Mr. Lepper says further: “Let us assume that 25.8 grains hitherto have been taken to be one dollar.” But it is not true that 25.8 grains of gold have hitherto in our American system been taken to be one dollar. It is true that, according to our fundamental statute, and to all subsequent statutes down to the year 1873, 25.8 grains of gold were taken to be of the value of a dollar; but they were not a dollar. Our gold eagles were of the value of ten dollars; our half eagles were of the value of five dollars; our double eagles were of the value of twenty dollars; our quarter eagles were of the value of two and one-half dollars; our one-dollar gold piece, of 1849, was not one dollar, but was of the value of a dollar! The dollar was first, last, and all the time, defined to be a coin composed of 371 ¼ grains of pure silver. This is the very alphabet of the matter. I have myself set forth these facts so many times that I am ashamed to repeat them; for it implies that there are still people in the United States so lacking in intelligence and information as to require the reiteration of the bottom facts and principles in our American coinage system.

Twenty-five and eight-tenths grains of gold never did compose a dollar in the United States until after the year 1873. Why, therefore, should Mr. Lepper say, “Let us assume that 25.8 grains of gold have been taken to be one dollar”? Then he goes on to say, “Let us assume that it is desired to supplement it [that is the gold dollar] with silver.” Why should he speak of supplementing the use of gold with silver, any more than supplementing the use of silver with gold? There is not as good reason for the proposition to supplement gold with silver as there is to supplement silver with gold. Herein lies the trouble with those gentlemen who are trying to fix up a plan by which not to do it. They begin with a series of false hypotheses. They work along from these false assumptions until they reach some monstrous conclusion, and then show how sound the conclusion is because it is logical!

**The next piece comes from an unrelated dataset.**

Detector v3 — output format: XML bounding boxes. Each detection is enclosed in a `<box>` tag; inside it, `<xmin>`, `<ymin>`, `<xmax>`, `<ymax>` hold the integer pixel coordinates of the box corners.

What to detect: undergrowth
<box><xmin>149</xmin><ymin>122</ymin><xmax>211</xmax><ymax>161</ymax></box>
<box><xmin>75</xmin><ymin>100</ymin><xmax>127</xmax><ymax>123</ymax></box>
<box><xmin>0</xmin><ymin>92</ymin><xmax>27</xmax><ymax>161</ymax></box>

Genuine bimetallists do no such thing. They claim the coinage of gold and silver on terms of absolute equality. They do not propose to measure the silver by the gold, or the gold by the silver. They propose to have two standard units, and to use the one unit or the other unit at the option of the debtor. They do not propose that the creditor shall decide in which of these money metals a debt shall be paid or a contract made valid—simply for the reason that the two units co-exist, and every contract and engagement made among men is made in the face of this fact, and with the full knowledge of it, and with the understanding of what it implies. That understanding is that at the date of settlement, the debtor, and not the creditor, shall decide in which of the two standard metal-moneys he shall discharge his obligation. The option is his—exclusively his. The transaction is honorable, right, and just. Whoever challenges it is an abettor of the scheme for robbing the debtor by compelling him to transact his business, and in particular to pay his debts, according to a standard unit differing from the dollar of the law and the contract.